I'll drink to that: Three EU myths about booze
Updated: Mar 3
In this blog post series, we delve into some of the most interesting, weird, funny and persistent myths about the EU. This time we are looking into booze myths. Here at You&EU we of course only support responsible drinking.... but naturally we are invested in any 'interference' with our favourite schnapps. For your delight and delectation, here are our favourite EU myths related to what may be Europe’s most cherished way of spending pastime.
1. ‘Hands off our light ale’
This golden oldie of a Euromyth still lingers around in different pubs around the continent, but of course, particularly the UK. Back in 2005, the Daily Mail reported that the EU wanted to force breweries to change the name of light ales as it was considered to be misleading for consumers who might think of this type of beer to be low in calories or alcohol. However, in the same year the European Commission stated that it has no such intention for light ales as it was clear that the name referred to the colour of the beer (as is the case for dark ale). Instead, the legislation was aimed at misleading slogans such as ‘90% fat free’.
2. ‘Hands off our barmaids’ boobs’
Around the same time as myth #1, a different Euromyth came about which was equally concerned about the EU keeping its bureaucratic hands off… well, ehm, something else that seems to be tied to the experience of a bar going European. As the Sun writes in August 2005, ‘penpushers have deemed it a HEALTH HAZARD for bar girls to show too much cleavage’. The reported health hazard in question referred to EU rules on optical radiation with the aim of reducing risks to skin and retina damage for employees working in the sun all day, such as waiting staff. Public concerns were particularly voiced in regard to keeping the tradition of the Dirndl during the Bavarian October Fest. The proposed directive on optical radiation was voted down by European Parliament in September 2005. While the proposed legislation did indeed require employers to carry out risk assessments for sun damage, it did not ban low-cut tops.

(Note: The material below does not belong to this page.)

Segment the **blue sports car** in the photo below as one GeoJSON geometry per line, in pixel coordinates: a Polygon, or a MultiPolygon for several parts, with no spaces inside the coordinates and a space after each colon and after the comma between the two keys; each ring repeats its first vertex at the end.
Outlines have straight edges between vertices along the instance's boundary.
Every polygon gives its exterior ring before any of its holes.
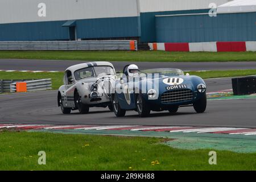
{"type": "Polygon", "coordinates": [[[158,68],[139,71],[129,77],[125,67],[122,76],[115,82],[112,101],[117,117],[123,117],[126,110],[138,111],[141,117],[150,111],[177,112],[179,107],[193,106],[197,113],[207,107],[206,84],[196,76],[190,76],[179,69],[158,68]]]}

The directive was voted down as MEPs thought it was more appropriate to let national authorities deal with risks of sun damage in the workplace instead.
3. Banning pub language
In an even more extreme EU myth, different British news outlets reported that the EU was out to ban using the terms ‘love’ or ‘darling’ to talk to bar staff with the aim of promoting gender equality. Writing about this piece of EU legislation in 2005 The Sun states ‘it was dreamed up by unelected bureaucrats in Brussels and is now being imposed on Britain without parliamentary debate of division’. While there are certainly EU rules to prevent discrimination in the workplace, there are no such rules which determine whether ‘love’ or ‘darling’ are appropriate terms to use to speak to your favourite member of staff at your local pub.
This blog post is part of a series on EU myths.